At the hearing, the justices pressed the government with hard questions on why it is trying to force the Sisters to violate their religious beliefs when it has chosen to exempt so many other employers from the mandate. Justice [Ruth Bader] Ginsburg noted that “no one doubts for a moment” the sincerity of the Little Sisters’ beliefs. And other justices expressed concern the government was, in fact, “hijacking” the Little Sisters’ health plan and making them “subsidiz[e] conduct which they believe to be immoral.”

But Justice Sonia Sotomayor said that “women have a real need for contraception,” according to the Sun. And Ginsburg said “there has to be an accommodation, and that's what the government tried to do."

In 2014, when Obamacare came before the Supreme Court via the Hobby Lobby case, the court ruled 5–4 that employers who objected to the contraceptive mandate on religious grounds didn’t have to offer birth control directly to female employees. (Scalia ruled with the majority.)

The decision hinged on a sentence from the federal Religious Freedom Restoration Act (RFRA): “Governments should not substantially burden religious exercise without compelling justification.”

The government’s first pass at the contraceptive mandate was a substantial burden, according to the CCCU.

“The first iteration of the mandate in 2011 created an onerous burden for institutions that conscientiously object to providing contraceptives and/or abortifacients for religious reasons, as it contained only a very narrow exemption that applied to a small number of churches,” stated the council. “All other faith-based institutions were subjected to the mandate with no regard for their religious beliefs.”

After several adjustments, the government now allows insurers to pay for FDA-approved contraceptives that employers object to.

“Some institutions still argue the final version continues to interfere with their right to have their conscience unencumbered by federal law because it does not relieve them from the burden of providing these services altogether,” stated the CCCU. Nineteen member schools have sued over the matter, including the five in the Little Sisters case. Other schools have found other ways forward. Wheaton College, for example, dropped its student health coverage.

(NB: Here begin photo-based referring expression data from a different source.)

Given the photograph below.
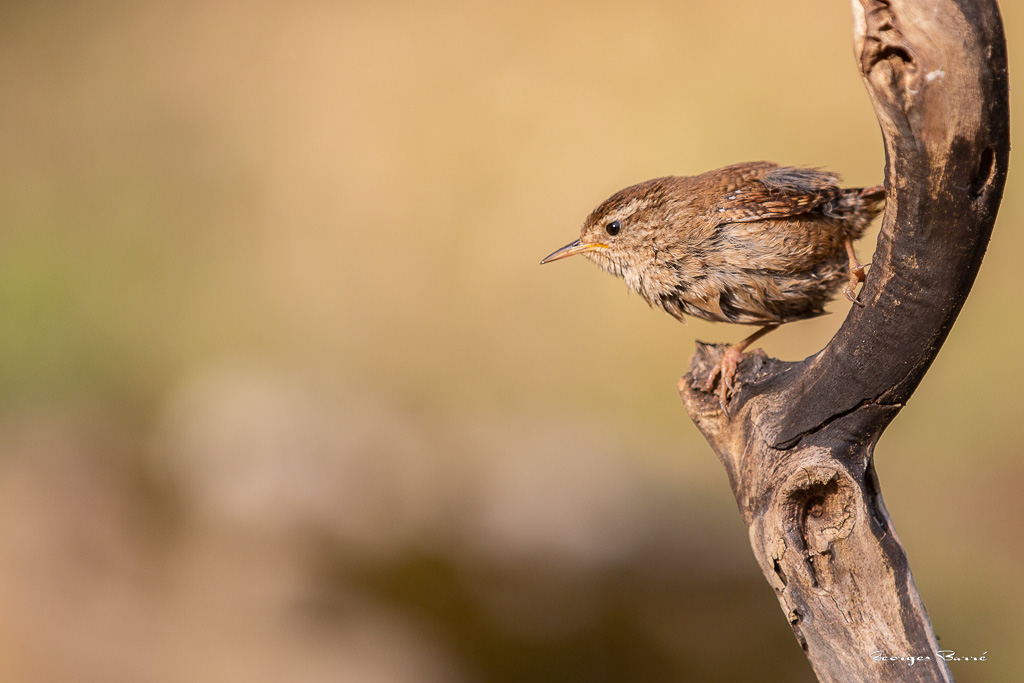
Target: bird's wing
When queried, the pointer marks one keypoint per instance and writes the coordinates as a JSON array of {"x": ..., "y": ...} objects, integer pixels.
[{"x": 764, "y": 190}]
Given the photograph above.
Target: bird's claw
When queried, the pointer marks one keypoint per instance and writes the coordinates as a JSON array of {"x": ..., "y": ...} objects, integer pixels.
[
  {"x": 856, "y": 276},
  {"x": 726, "y": 370}
]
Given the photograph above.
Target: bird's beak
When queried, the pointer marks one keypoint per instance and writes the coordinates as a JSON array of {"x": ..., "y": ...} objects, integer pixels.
[{"x": 573, "y": 249}]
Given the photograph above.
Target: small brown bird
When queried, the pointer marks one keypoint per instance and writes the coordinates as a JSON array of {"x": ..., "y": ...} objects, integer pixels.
[{"x": 755, "y": 244}]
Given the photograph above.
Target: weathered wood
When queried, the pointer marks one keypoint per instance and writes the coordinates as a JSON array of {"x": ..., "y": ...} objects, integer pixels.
[{"x": 799, "y": 445}]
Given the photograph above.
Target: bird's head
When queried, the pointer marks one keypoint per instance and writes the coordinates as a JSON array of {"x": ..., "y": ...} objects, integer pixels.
[{"x": 621, "y": 233}]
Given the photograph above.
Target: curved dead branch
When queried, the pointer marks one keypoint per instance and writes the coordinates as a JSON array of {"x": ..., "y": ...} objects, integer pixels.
[{"x": 799, "y": 445}]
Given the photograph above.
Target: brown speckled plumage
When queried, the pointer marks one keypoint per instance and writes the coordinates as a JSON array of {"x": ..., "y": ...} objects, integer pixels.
[{"x": 755, "y": 243}]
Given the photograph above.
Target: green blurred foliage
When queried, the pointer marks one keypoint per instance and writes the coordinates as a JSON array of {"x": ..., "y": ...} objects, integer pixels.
[{"x": 354, "y": 197}]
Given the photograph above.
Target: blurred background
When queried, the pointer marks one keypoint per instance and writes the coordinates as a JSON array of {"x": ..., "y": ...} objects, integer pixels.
[{"x": 285, "y": 394}]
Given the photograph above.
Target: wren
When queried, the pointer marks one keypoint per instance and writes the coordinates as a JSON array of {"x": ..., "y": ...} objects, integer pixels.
[{"x": 754, "y": 244}]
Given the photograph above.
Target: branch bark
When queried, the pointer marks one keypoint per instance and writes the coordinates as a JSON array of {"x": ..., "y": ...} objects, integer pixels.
[{"x": 800, "y": 444}]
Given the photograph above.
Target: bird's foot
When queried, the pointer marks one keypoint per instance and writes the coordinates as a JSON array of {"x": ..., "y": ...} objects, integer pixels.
[
  {"x": 856, "y": 275},
  {"x": 725, "y": 374}
]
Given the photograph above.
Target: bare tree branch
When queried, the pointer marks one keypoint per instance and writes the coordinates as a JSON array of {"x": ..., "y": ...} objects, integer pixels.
[{"x": 800, "y": 443}]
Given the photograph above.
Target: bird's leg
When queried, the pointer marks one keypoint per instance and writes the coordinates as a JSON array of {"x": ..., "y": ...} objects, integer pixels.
[
  {"x": 856, "y": 273},
  {"x": 727, "y": 366}
]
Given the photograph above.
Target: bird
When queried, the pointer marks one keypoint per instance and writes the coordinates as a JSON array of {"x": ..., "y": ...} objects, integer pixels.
[{"x": 754, "y": 244}]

But University of Virginia law professor Douglas Laycock explained why, for the first time, he was siding with the government on a religious freedom case.

“[The plaintiff’s] real objection is to what their secular insurers are required to do,” he wrote for The Washington Post. “The religious objectors demand a right to control how the government regulates insurance companies.”

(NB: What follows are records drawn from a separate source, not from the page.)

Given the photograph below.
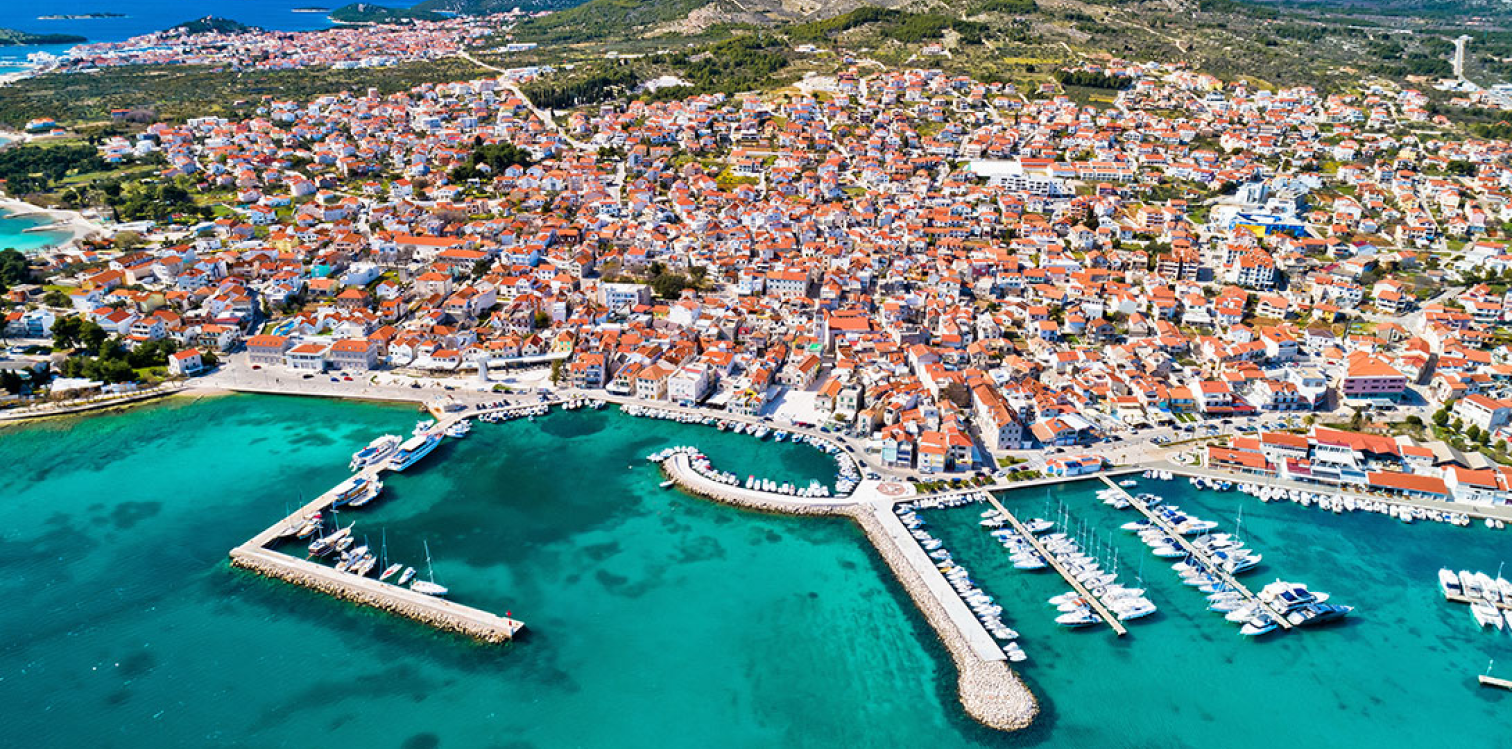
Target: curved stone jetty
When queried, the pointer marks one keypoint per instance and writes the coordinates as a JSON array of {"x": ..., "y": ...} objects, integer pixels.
[{"x": 434, "y": 612}]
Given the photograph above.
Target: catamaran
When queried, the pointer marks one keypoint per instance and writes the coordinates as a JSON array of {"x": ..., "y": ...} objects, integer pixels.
[{"x": 354, "y": 489}]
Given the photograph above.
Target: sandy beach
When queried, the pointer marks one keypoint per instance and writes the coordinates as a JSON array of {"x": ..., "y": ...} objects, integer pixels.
[{"x": 71, "y": 221}]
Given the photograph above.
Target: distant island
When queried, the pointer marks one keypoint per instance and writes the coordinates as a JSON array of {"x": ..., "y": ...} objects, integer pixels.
[
  {"x": 77, "y": 17},
  {"x": 212, "y": 24},
  {"x": 368, "y": 12},
  {"x": 11, "y": 37}
]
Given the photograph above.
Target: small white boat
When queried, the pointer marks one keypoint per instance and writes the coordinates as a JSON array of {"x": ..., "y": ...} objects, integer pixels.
[
  {"x": 1449, "y": 583},
  {"x": 1078, "y": 619},
  {"x": 1487, "y": 615}
]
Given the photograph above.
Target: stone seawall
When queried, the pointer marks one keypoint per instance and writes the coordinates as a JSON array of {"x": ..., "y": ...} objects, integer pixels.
[
  {"x": 433, "y": 612},
  {"x": 991, "y": 692}
]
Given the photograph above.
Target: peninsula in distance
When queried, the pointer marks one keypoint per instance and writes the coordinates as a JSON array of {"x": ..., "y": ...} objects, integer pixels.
[{"x": 741, "y": 372}]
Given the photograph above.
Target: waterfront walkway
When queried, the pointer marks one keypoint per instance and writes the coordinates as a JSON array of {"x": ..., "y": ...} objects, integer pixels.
[{"x": 1473, "y": 510}]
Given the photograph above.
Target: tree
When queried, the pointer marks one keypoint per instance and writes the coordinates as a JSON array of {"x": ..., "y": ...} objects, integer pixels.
[
  {"x": 669, "y": 285},
  {"x": 65, "y": 332},
  {"x": 127, "y": 241}
]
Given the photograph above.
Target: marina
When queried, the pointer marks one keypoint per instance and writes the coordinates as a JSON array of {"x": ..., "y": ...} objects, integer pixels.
[
  {"x": 1104, "y": 613},
  {"x": 1210, "y": 563}
]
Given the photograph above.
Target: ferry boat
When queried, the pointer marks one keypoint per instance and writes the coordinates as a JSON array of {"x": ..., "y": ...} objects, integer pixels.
[
  {"x": 353, "y": 489},
  {"x": 375, "y": 451},
  {"x": 1317, "y": 613},
  {"x": 413, "y": 450},
  {"x": 1487, "y": 615},
  {"x": 1258, "y": 625}
]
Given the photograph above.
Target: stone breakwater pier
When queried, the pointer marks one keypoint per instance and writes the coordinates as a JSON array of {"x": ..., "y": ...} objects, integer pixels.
[
  {"x": 428, "y": 610},
  {"x": 256, "y": 556},
  {"x": 991, "y": 692}
]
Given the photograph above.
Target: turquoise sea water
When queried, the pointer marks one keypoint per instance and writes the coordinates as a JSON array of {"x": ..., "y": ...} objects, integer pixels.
[
  {"x": 1399, "y": 672},
  {"x": 14, "y": 233},
  {"x": 655, "y": 619}
]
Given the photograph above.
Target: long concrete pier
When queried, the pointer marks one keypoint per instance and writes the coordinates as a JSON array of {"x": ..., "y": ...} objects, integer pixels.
[
  {"x": 1109, "y": 618},
  {"x": 359, "y": 589},
  {"x": 1207, "y": 560},
  {"x": 434, "y": 612}
]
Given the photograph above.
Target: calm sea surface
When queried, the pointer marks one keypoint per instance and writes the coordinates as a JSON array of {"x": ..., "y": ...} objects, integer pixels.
[{"x": 655, "y": 619}]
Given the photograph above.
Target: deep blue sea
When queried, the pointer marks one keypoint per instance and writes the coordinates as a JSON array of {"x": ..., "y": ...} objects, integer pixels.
[{"x": 150, "y": 15}]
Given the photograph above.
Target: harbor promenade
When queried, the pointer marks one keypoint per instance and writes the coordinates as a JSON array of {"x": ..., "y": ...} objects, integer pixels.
[{"x": 44, "y": 410}]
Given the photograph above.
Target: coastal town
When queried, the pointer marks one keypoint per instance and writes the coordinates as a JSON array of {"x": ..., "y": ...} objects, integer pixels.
[
  {"x": 956, "y": 276},
  {"x": 1012, "y": 341}
]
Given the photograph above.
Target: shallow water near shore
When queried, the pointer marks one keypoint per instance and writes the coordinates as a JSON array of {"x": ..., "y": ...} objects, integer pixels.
[
  {"x": 14, "y": 232},
  {"x": 1399, "y": 672},
  {"x": 655, "y": 619}
]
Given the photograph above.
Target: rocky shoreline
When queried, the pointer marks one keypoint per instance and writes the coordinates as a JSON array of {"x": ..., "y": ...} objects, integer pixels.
[
  {"x": 991, "y": 692},
  {"x": 431, "y": 612}
]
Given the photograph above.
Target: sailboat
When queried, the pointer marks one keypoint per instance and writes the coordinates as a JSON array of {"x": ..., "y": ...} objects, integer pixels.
[{"x": 428, "y": 586}]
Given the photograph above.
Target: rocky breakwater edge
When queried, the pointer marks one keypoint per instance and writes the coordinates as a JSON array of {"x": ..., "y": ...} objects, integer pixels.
[{"x": 431, "y": 612}]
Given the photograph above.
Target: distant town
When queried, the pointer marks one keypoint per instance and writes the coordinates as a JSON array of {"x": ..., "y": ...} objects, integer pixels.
[{"x": 965, "y": 277}]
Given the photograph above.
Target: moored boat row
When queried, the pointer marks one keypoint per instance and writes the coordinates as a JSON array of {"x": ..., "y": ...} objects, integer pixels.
[
  {"x": 983, "y": 607},
  {"x": 1340, "y": 504}
]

The religious groups’ reasons—that only they can identify a substantial burden on their exercise of religion and that the government needs to exempt the insurers of conscientious objectors along with churches and their auxiliaries—actually harm religious liberty, he argued.

Another unexpected voice in favor of the government: The Baptist Joint Committee for Religious Liberty (BJC), with along with Laycock has worked for decades to “enact, implement and defend” RFRA legislation.

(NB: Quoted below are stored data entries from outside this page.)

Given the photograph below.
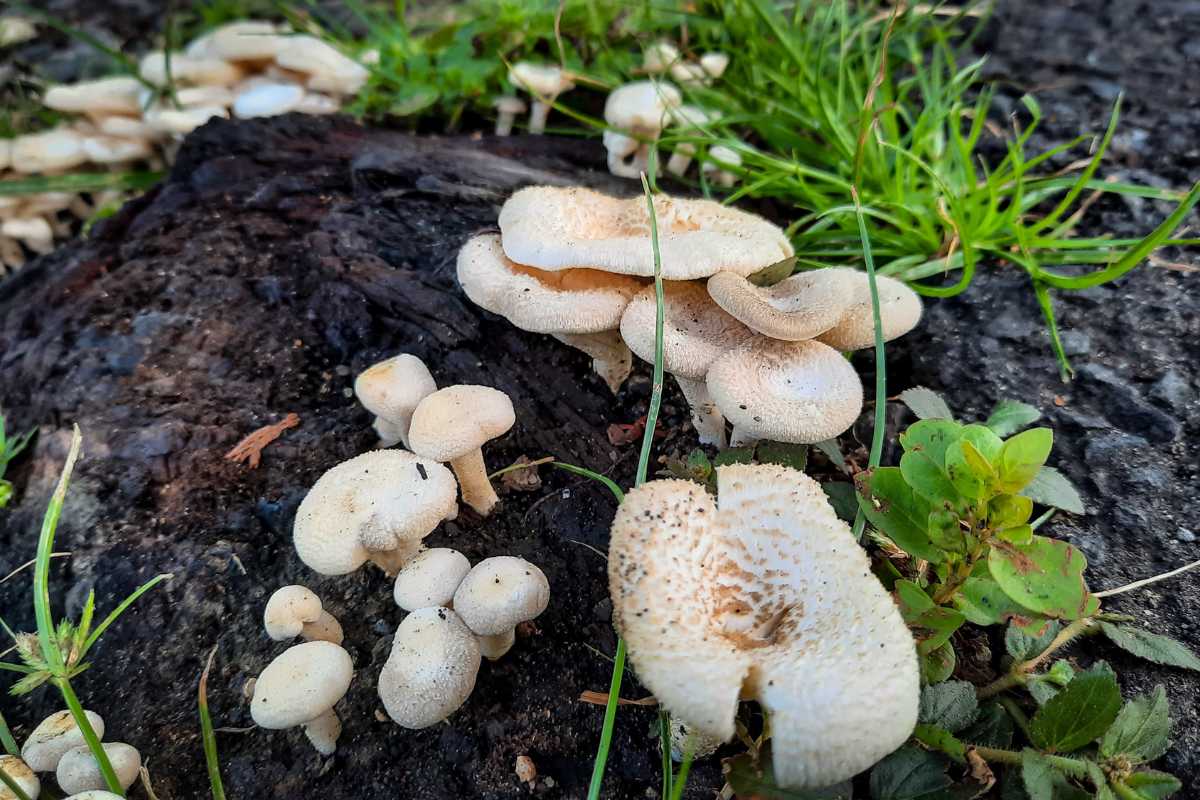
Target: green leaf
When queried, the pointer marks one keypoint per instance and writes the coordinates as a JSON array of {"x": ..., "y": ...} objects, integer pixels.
[
  {"x": 951, "y": 705},
  {"x": 1051, "y": 488},
  {"x": 1078, "y": 715},
  {"x": 1141, "y": 731},
  {"x": 1152, "y": 647},
  {"x": 901, "y": 515},
  {"x": 925, "y": 403},
  {"x": 1045, "y": 576},
  {"x": 1023, "y": 456},
  {"x": 1011, "y": 416}
]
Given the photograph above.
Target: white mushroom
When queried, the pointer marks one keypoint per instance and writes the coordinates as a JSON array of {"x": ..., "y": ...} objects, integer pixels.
[
  {"x": 497, "y": 595},
  {"x": 763, "y": 594},
  {"x": 430, "y": 579},
  {"x": 297, "y": 611},
  {"x": 376, "y": 506},
  {"x": 391, "y": 390},
  {"x": 453, "y": 425},
  {"x": 431, "y": 669},
  {"x": 79, "y": 771},
  {"x": 301, "y": 687}
]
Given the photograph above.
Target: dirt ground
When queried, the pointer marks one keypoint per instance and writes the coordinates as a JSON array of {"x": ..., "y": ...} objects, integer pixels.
[{"x": 283, "y": 257}]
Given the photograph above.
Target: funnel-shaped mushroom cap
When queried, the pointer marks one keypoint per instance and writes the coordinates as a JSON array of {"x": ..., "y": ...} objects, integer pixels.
[
  {"x": 798, "y": 307},
  {"x": 763, "y": 594},
  {"x": 381, "y": 501},
  {"x": 695, "y": 330},
  {"x": 300, "y": 685},
  {"x": 457, "y": 420},
  {"x": 555, "y": 228},
  {"x": 899, "y": 312},
  {"x": 567, "y": 301},
  {"x": 786, "y": 391},
  {"x": 431, "y": 671}
]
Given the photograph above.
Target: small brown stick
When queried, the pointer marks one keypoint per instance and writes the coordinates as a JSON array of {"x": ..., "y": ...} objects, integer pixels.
[{"x": 250, "y": 450}]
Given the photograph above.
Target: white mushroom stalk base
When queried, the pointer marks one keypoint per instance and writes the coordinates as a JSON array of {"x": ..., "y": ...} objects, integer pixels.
[
  {"x": 706, "y": 417},
  {"x": 477, "y": 488},
  {"x": 611, "y": 358}
]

“It is unusual, to say the least, for us to file for the government in a free exercise case,” wrote BJC general counsel Holly Hollman in an op-ed for Religion News Service. “Religious liberty is often threatened by government indifference or oversight. As this case demonstrates, it can also be endangered by exaggerated claims and overreaching.”

“These religious employers make far-reaching arguments against the exemption designed for them,” she argued. “In doing so, they threaten to take religious freedom law down with it.”

The Supreme Court’s decision will be handed down in June.